Human Placental Intracellular Cholesterol Transport: A Focus on Lysosomal and Mitochondrial Dysfunction and Oxidative Stress

Abstract

The placenta participates in cholesterol biosynthesis and metabolism and regulates exchange between the maternal and fetal compartments. The fetus has high cholesterol requirements, and it is taken up and synthesized at elevated rates during pregnancy. In placental cells, the major source of cholesterol is the internalization of lipoprotein particles from maternal circulation by mechanisms that are not fully understood. As in hepatocytes, syncytiotrophoblast uptake of lipoprotein cholesterol involves lipoprotein receptors such as low-density lipoprotein receptor (LDLR) and scavenger receptor class B type I (SR-BI). Efflux outside the cells requires proteins such as the ATP-binding cassette (ABC) transporters ABCA1 and ABCG1. However, mechanisms associated with intracellular traffic of cholesterol in syncytiotrophoblasts are mostly unknown. In hepatocytes, uptaken cholesterol is transported to acidic late endosomes (LE) and lysosomes (LY). Proteins such as Niemann-Pick type C 1 (NPC1), NPC2, and StAR related lipid transfer domain containing 3 (STARD3) are required for cholesterol exit from the LE/LY. These proteins transfer cholesterol from the lumen of the LE/LY into the LE/LY-limiting membrane and then export it to the endoplasmic reticulum, mitochondria, or plasma membrane. Although the production, metabolism, and transport of cholesterol in placental cells are well explored, there is little information on the role of proteins related to intracellular cholesterol traffic in placental cells during physiological or pathological pregnancies. Such studies would be relevant for understanding fetal and placental cholesterol management. Oxidative stress, induced by generating excess reactive oxygen species (ROS), plays a critical role in regulating various cellular and biological functions and has emerged as a critical common mechanism after lysosomal and mitochondrial dysfunction. This review discusses the role of cholesterol, lysosomal and mitochondrial dysfunction, and ROS in the development and progression of hypercholesterolemic pregnancies.

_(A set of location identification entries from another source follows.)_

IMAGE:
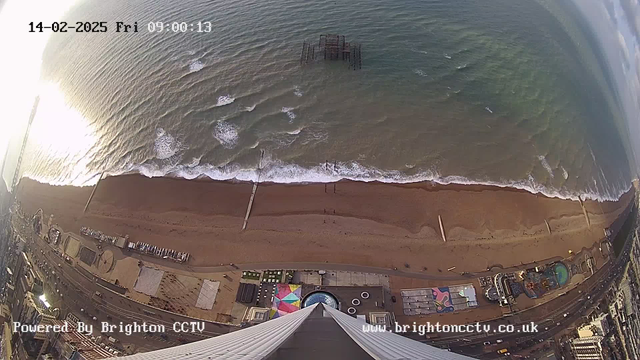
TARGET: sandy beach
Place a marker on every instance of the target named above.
(371, 224)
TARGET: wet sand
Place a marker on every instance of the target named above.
(372, 224)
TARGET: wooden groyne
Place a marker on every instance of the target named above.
(253, 192)
(92, 193)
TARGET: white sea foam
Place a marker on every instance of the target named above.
(226, 134)
(165, 145)
(194, 161)
(420, 72)
(545, 164)
(295, 132)
(195, 65)
(289, 112)
(280, 172)
(225, 100)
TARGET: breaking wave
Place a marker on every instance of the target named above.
(165, 145)
(289, 112)
(277, 171)
(195, 66)
(225, 100)
(226, 134)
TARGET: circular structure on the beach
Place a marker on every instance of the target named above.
(105, 263)
(320, 297)
(492, 294)
(562, 273)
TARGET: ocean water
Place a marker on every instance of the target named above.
(502, 92)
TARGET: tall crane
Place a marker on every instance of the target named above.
(16, 174)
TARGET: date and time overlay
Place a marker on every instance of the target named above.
(120, 27)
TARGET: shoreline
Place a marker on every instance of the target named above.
(369, 224)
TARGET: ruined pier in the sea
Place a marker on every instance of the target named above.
(332, 47)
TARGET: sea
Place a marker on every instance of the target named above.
(512, 93)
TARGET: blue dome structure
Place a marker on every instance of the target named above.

Keywords: cholesterol traffic; lysosome; mitochondria; oxidative stress; placenta.

Figure 1

Diagram of NPC1, NPC2, and STARD3 proteins in LDL-derived cholesterol transport. Cholesterol from the endocytic pathway is hydrolyzed in the lysosome by acid lipase to form free cholesterol, which binds to NPC2 and is delivered to NPC1. NPC1 takes the cholesterol out of the lysosome via glycocalyx molecules on the internal surface of the lysosomal membrane. Cholesterol then moves to the endoplasmic reticulum (ER) and is distributed to the rest of the cell. Alternatively, NPC2 can transfer cholesterol from LE/LY directly to STARD3, which mediates transport to mitochondria; however, the exact mechanism by which this occurs is unknown.

Figure 2

Diagram of endosomal cholesterol transport in the syncytiotrophoblast cells. In plasma, cholesterol is associated with different types of lipoprotein particles. LDL particles can interact with the plasma membrane of target cells via members of the LDLR family. The transfer of lipids between HDL and target cells is poorly understood. Several proteins and receptors bind HDL, such as SR-BI, which facilitates the uptake of cholesteryl esters. The receptor-ligand complexes dissociate after they enter acidic endosomal compartments. The receptors return to the plasma membrane, and lipoprotein particles enter the lysosomal pathway for degradation. Cholesterol incorporates into the endosomal/lysosomal membranes via NPC1 and NPC2. Cholesterol is transported to mitochondria for steroidogenesis via lipid transfer proteins such as STARD3. Cholesterol transport to other cellular targets, e.g., the plasma membrane, occurs via vesicular transport or cholesterol binding to various proteins. Alternatively, cholesterol can exit the STB via ABCA1 and ABCG1. ABCA1 stimulates cholesterol efflux to lipid-free apolipoproteins (predominantly ApoA-I, but also ApoE). Conversely, ABCG1 promotes the efflux of cholesterol and oxysterols to HDL. For detailed information, see text.